# SVM Kernel Comparison Project

This project evaluates and compares the performance of Support Vector Machine (SVM) classifiers using different kernel functions on a synthetic dataset. The goal is to understand how various kernels influence classification boundaries and accuracy.

## Dataset Overview

A synthetic dataset with two input features (`X1` and `X2`) and a binary class label was utilized. This allows clear visualization of how SVM decision boundaries change across kernel types.

In [None]:
import numpy as np
import pandas as pd
import matplotlib.pyplot as plt
from matplotlib.colors import ListedColormap
from sklearn.svm import SVC
from sklearn.model_selection import train_test_split
from sklearn.metrics import accuracy_score
from sklearn.datasets import make_classification

## Data Generation and Preprocessing

The dataset was generated using `make_classification`, followed by splitting into training and test sets.

In [None]:
X, y = make_classification(n_samples=300, n_features=2, n_informative=2, n_redundant=0,
                           n_clusters_per_class=1, flip_y=0.1, class_sep=1.0, random_state=42)
X_train, X_test, y_train, y_test = train_test_split(X, y, test_size=0.3, random_state=42)

In [None]:
plt.figure(figsize=(8, 6))
plt.scatter(X_train[:, 0], X_train[:, 1], c=y_train, cmap=ListedColormap(['red', 'blue']), edgecolor='k')
plt.xlabel('X1')
plt.ylabel('X2')
plt.title('Training Data')
plt.grid(True)
plt.show()

## SVM Model Training and Comparison

Four different SVM kernels were used: linear, polynomial, RBF, and sigmoid. Each model was trained and evaluated on the test set.

In [None]:
kernels = ['linear', 'poly', 'rbf', 'sigmoid']
models = {}

for kernel in kernels:
    model = SVC(kernel=kernel, gamma='auto')
    model.fit(X_train, y_train)
    y_pred = model.predict(X_test)
    acc = accuracy_score(y_test, y_pred)
    models[kernel] = (model, acc)
    print(f"{kernel.capitalize()} Kernel Accuracy: {acc:.2f}")

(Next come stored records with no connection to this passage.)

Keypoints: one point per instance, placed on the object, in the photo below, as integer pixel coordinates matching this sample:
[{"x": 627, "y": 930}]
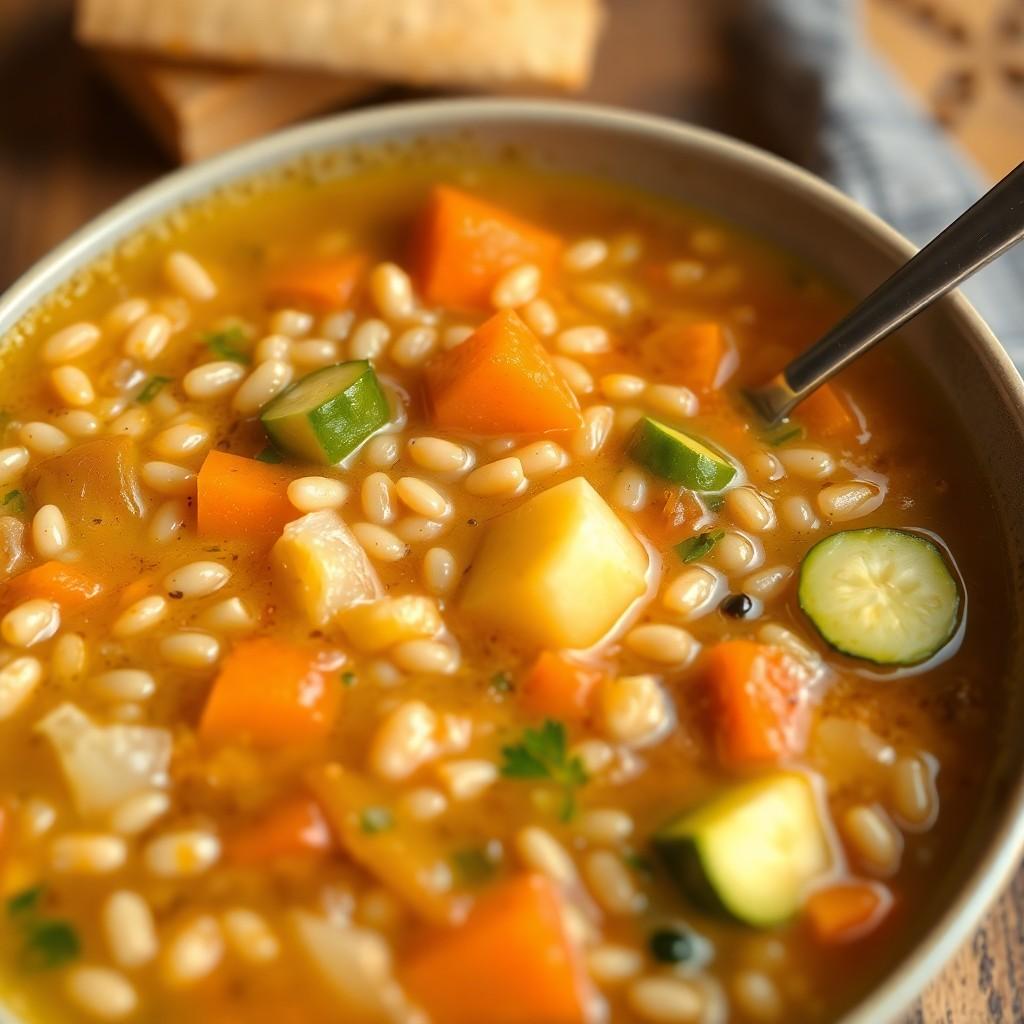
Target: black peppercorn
[
  {"x": 670, "y": 945},
  {"x": 737, "y": 606}
]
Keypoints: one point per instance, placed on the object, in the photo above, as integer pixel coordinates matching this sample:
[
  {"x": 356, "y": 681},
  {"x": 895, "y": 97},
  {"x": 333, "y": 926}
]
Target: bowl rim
[{"x": 999, "y": 856}]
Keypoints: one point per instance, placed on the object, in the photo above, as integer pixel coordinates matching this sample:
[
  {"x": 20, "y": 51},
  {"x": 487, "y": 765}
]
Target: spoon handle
[{"x": 985, "y": 230}]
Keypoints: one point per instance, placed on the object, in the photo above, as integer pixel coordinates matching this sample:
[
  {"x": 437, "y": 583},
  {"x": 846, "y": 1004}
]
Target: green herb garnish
[
  {"x": 26, "y": 901},
  {"x": 783, "y": 433},
  {"x": 501, "y": 682},
  {"x": 224, "y": 343},
  {"x": 694, "y": 548},
  {"x": 14, "y": 499},
  {"x": 544, "y": 754},
  {"x": 473, "y": 866},
  {"x": 152, "y": 388},
  {"x": 270, "y": 455},
  {"x": 376, "y": 819},
  {"x": 46, "y": 942}
]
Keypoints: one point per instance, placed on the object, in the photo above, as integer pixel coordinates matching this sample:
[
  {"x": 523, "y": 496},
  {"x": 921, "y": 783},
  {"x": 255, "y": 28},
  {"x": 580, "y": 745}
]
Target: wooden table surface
[{"x": 69, "y": 148}]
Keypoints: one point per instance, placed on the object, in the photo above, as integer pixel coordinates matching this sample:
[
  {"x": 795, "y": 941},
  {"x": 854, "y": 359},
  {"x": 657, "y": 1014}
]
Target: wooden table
[{"x": 69, "y": 148}]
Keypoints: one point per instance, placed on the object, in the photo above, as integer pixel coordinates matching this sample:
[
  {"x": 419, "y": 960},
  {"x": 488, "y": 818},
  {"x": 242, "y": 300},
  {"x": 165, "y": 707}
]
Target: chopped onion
[
  {"x": 355, "y": 963},
  {"x": 105, "y": 764}
]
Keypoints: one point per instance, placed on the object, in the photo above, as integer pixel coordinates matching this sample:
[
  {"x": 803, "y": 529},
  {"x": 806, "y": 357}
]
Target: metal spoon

## Visualization of Decision Boundaries

The following plots illustrate the decision boundaries for each kernel.

In [None]:
def plot_decision_boundary(model, X, y, title):
    h = .02
    x_min, x_max = X[:, 0].min() - 1, X[:, 0].max() + 1
    y_min, y_max = X[:, 1].min() - 1, X[:, 1].max() + 1
    xx, yy = np.meshgrid(np.arange(x_min, x_max, h),
                         np.arange(y_min, y_max, h))
    Z = model.predict(np.c_[xx.ravel(), yy.ravel()])
    Z = Z.reshape(xx.shape)

    plt.figure(figsize=(8, 6))
    plt.contourf(xx, yy, Z, cmap=ListedColormap(['#FFAAAA', '#AAAAFF']), alpha=0.8)
    plt.scatter(X[:, 0], X[:, 1], c=y, cmap=ListedColormap(['red', 'blue']), edgecolor='k')
    plt.title(title)
    plt.xlabel('X1')
    plt.ylabel('X2')
    plt.grid(True)
    plt.show()

In [None]:
for kernel in kernels:
    model, _ = models[kernel]
    plot_decision_boundary(model, X_train, y_train, f"SVM with {kernel.capitalize()} Kernel")

## Conclusion

This project highlights the importance of kernel selection in Support Vector Machines. While linear kernels produce simple decision boundaries, nonlinear kernels like RBF and polynomial allow for more flexibility in separating complex data. The visualizations and accuracy scores provide insights into each kernel's strengths in classification tasks.